For this article, I’m going to examine the narrative that Elon Musk terminates employees on a whim and what that might mean. This came back up after a Wired article that described “production hell” and how it felt to work at the factory during that time, and then was regurgitated into other articles by other authors.
Before I go on, I’ll note that I remain a Tesla shareholder with a whopping 8 shares, with no intention to add to or sell that stake. I do think that Tesla remains a risky investment for a plethora of reasons that I won’t get into right now (a few people commented that they want to hear that, so I need to think about how to explain it without creating my own Tesla FUD article…), but also one that has the potential to increase astronomically in the future, which is why I decided to purchase and hold a very limited number of shares. I would not suggest anyone use the following article as their sole data point to decide to invest nor sell shares in Tesla.
Having said all of that …
Musk Firing “Rampages”
Before we even get to what the FUD articles said, a scenario to consider:
You are working at a job. You feel like everything is going well. Suddenly and without warning to you, you are told that you are not wanted for your position any more.
A) Logically deduce where the shortcoming was, understand the issue that you had, collect your belongings, and go home to tell family and friends that you were fired due to an issue that you had.
B) Feel emotionally wrecked, defend yourself saying that the firing was completely unwarranted, and tell people that your boss was nuts.
If we’re honest, even in cases where an employee is terminated for reasons that have been made clear and have been building for months, it’s extremely rare that we as humans would respond by taking the first choice above.
This makes sense, by the way. If this was you, when applying for your next job, you don’t want to tell the interviewer that you got fired from the past company because you made bad choices, or you weren’t smart enough to solve their problems, or whatever. I’ve interviewed more than a thousand people, and I’ve never heard someone claim that they were let go from a past job because they weren’t a good employee.
And if I had, chances are that would have disqualified them from working for my company.
I have, however, heard many people claim that they had a difference of opinion with a superior, or that their position was eliminated due to restructuring, or that the company opted to change where their resources were.
Hearing that, I would still be open to hiring that person.
In an interview, you have a reason to hold back against your prior employer too. Hearing that you weren’t the right fit sounds fine, hearing that your last boss was a tyrant who you hated talking to sounds like you’re part of the problem. Being interviewed for an article, you have no such pretense. In fact, when you have an article that is looking for the “dirt” on someone, the more that you can embellish it, the more that it’s likely that you’ll be quoted in it.
And, it just so happens to get back at the person or organization that fired you.
Therefore, it seems logical that a person no longer under a non-disclosure agreement because of their termination might describe the job or the boss as a terrible one.
The other thing that is important is that both California and Nevada (and most states) are “at-will employment” states.
An at-will employment state means that an employer can terminate employees at any time and without warning without having to establish “just cause” so long as the reason isn’t discriminatory in nature.
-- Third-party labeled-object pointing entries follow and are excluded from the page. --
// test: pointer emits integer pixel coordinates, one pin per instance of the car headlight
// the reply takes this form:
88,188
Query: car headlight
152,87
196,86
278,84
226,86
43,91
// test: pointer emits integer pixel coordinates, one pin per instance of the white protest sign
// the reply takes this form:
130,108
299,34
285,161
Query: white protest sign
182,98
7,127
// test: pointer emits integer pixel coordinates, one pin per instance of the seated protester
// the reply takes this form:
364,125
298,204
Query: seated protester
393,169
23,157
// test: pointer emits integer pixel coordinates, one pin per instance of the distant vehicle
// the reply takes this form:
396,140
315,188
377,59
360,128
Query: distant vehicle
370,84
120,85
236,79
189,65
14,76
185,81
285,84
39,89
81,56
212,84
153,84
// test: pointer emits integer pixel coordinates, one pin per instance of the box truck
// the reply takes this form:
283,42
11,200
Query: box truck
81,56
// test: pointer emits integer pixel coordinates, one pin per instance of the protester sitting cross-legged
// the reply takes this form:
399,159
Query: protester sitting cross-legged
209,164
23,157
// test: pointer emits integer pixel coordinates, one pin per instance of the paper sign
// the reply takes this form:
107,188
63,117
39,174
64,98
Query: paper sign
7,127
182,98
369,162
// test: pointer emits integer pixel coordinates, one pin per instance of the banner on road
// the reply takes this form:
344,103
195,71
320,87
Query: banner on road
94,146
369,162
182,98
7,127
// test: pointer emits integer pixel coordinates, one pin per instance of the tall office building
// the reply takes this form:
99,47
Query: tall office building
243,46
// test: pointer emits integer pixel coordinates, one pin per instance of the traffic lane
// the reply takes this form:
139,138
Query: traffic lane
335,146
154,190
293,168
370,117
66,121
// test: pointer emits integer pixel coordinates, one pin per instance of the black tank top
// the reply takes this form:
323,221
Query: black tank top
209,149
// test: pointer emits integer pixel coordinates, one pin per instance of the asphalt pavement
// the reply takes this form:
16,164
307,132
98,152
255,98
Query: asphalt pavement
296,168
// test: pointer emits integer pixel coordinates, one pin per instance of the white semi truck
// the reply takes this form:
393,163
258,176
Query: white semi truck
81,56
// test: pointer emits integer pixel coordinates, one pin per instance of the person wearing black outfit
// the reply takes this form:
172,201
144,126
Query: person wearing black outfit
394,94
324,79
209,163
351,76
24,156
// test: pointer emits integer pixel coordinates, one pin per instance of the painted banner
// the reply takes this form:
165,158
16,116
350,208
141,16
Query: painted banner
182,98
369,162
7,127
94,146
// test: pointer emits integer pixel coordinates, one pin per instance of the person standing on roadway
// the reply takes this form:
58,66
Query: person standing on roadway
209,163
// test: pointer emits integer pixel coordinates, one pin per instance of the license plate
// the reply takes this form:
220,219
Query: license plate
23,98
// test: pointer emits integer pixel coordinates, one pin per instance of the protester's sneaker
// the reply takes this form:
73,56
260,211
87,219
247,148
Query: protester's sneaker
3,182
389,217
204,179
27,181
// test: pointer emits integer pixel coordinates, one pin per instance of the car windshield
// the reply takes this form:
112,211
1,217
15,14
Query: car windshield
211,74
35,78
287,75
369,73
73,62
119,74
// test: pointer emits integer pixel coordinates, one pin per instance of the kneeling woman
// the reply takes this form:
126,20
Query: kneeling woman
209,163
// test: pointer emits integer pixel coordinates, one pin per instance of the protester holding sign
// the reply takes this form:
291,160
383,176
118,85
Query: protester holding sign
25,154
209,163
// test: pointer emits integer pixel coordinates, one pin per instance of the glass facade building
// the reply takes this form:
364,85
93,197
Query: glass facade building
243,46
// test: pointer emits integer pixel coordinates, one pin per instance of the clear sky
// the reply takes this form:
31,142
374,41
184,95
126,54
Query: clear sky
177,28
If you terminate someone, you owe them no explanation.
Controversy over at-will employment tends to be over the belief that it gives employers too much control in what is essentially a lopsided agreement, which is a fair point, but employers also need to be careful with how they wield that power.
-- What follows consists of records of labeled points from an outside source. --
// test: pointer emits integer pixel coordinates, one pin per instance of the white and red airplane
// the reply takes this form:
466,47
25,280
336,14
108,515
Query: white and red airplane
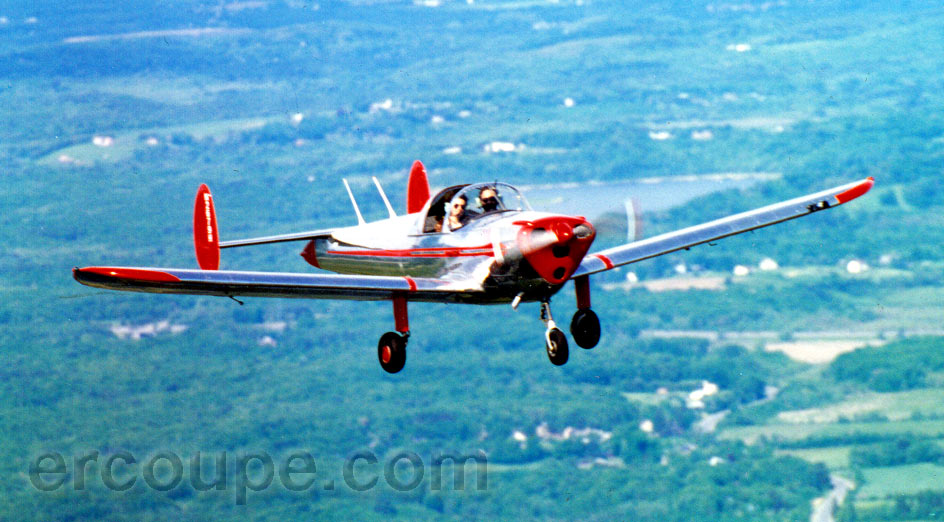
475,244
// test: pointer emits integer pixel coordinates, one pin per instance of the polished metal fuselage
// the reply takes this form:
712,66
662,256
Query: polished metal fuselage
479,257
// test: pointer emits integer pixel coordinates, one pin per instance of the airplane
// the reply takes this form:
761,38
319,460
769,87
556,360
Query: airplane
475,244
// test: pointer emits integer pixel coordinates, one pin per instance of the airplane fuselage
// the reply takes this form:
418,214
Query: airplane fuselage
504,253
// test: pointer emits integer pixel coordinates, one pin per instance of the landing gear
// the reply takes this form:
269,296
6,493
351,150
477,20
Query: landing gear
554,339
585,327
391,351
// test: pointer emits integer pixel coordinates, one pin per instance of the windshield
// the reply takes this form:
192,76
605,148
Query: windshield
480,199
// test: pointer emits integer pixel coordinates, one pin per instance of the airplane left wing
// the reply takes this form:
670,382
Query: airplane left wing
229,283
721,228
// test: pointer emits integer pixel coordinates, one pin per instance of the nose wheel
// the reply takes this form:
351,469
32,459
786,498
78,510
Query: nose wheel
391,351
554,339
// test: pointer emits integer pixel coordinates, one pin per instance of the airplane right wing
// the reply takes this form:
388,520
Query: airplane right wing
721,228
231,283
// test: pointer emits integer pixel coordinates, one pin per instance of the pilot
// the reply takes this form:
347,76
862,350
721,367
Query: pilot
457,215
488,199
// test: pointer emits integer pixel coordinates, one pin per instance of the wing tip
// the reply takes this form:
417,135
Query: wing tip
858,190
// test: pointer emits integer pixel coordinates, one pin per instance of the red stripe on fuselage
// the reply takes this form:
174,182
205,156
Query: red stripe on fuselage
606,260
420,252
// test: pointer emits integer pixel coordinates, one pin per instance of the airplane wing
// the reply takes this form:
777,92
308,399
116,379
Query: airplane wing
228,283
720,228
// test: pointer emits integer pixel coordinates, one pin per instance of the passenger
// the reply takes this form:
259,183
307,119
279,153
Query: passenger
488,199
457,215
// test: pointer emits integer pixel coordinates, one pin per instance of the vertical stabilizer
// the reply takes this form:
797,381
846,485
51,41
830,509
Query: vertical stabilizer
206,238
417,188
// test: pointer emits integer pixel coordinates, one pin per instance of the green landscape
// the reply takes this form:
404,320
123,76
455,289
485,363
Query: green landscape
792,373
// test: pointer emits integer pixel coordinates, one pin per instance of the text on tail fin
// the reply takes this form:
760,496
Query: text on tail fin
417,188
206,237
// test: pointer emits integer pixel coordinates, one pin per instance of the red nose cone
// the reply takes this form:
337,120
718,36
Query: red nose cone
554,246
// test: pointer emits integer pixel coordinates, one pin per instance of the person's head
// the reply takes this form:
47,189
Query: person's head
488,198
458,206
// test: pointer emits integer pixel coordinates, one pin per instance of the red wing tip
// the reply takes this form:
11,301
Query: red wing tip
855,191
137,274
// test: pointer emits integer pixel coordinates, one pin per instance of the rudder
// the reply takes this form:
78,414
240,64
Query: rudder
417,188
206,238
In one case that I know of, the boss at a company that I worked for terminated a top financial analyst who had been doing a great job because they were finding things that the boss hadn’t realized, and the boss was worried that he might be made out to look bad because of it.
This was almost immediately followed by other employees of that department leaving for new jobs, and others taking regular interviews. Within a few weeks, human resources had sounded the alarm, and the heads of that department were gone, with the remaining employees getting bonuses to stay.
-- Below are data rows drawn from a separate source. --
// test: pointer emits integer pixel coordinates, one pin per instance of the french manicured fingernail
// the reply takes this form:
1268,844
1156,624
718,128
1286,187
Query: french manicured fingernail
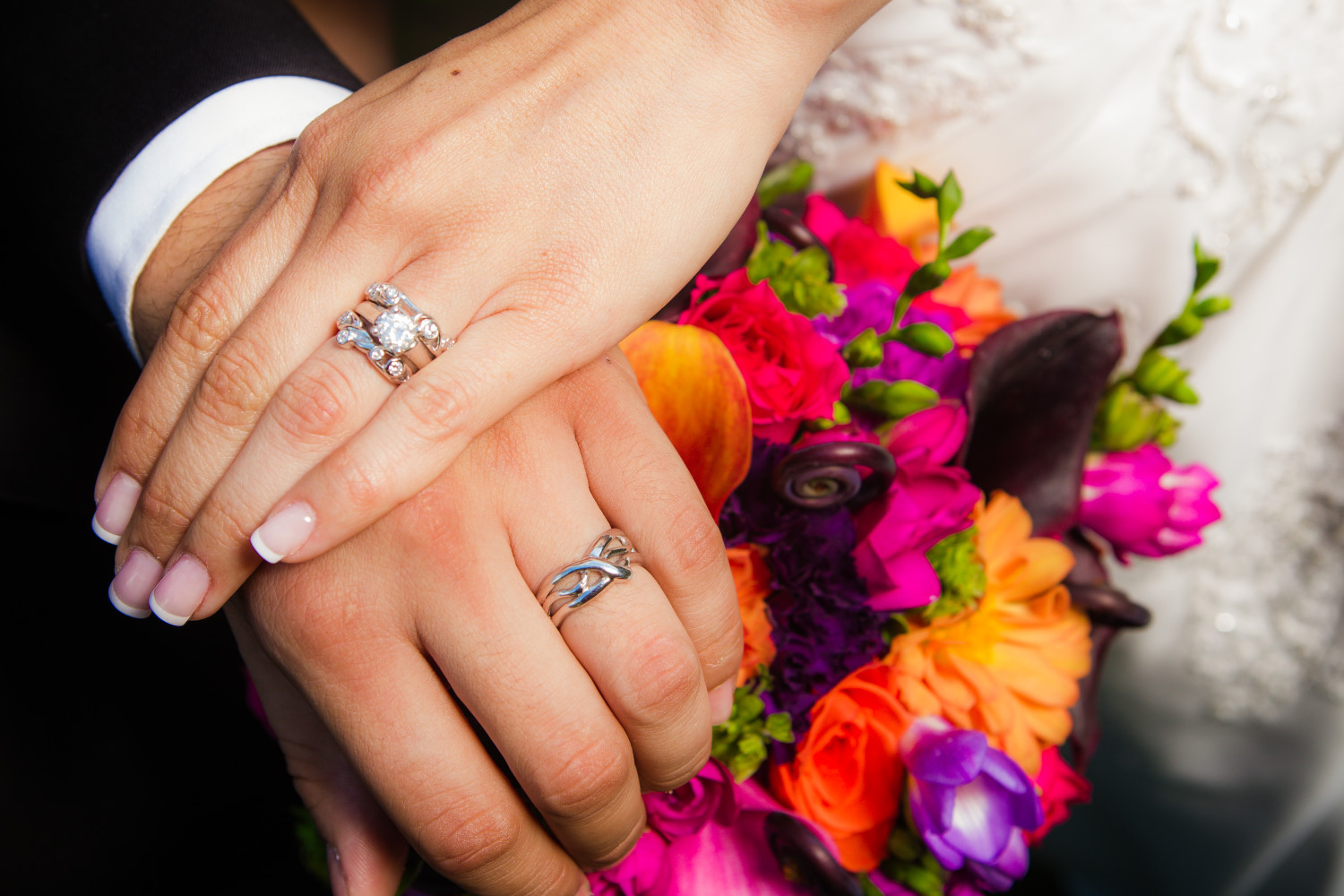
285,532
335,872
180,591
720,702
131,587
115,509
My point? If you are randomly terminating employees in a low-skill job, you probably won’t have much blow back. In a high-skill job, like engineering, if things are truly so bad, you’re going to lose your workforce quickly. There are lots of other engineering jobs that are in high demand right now.
I’m not going to overly debate the pros and cons of the policy, but I will point out that at-will employment is specifically looked at by many as one of the competitive advantages of Silicon Valley. Like it or not, the ability for a company to immediately terminate someone who they no longer feel is a fit on a project allows those companies to be more nimble.
The concern about firing sprees at Tesla may look alarming if you are studying traditional automakers where union jobs abound and people tend to stay in positions long term, but if we’re looking at Silicon Valley companies that are trying to be nimble, it’s a perfectly reasonable strategy for the company, even if it seems unfair to the employees who legitimately may have no idea why they are being terminated.
To me, it would be far more alarming if during an extremely stressful production ramp, there were no stories of things like this happening.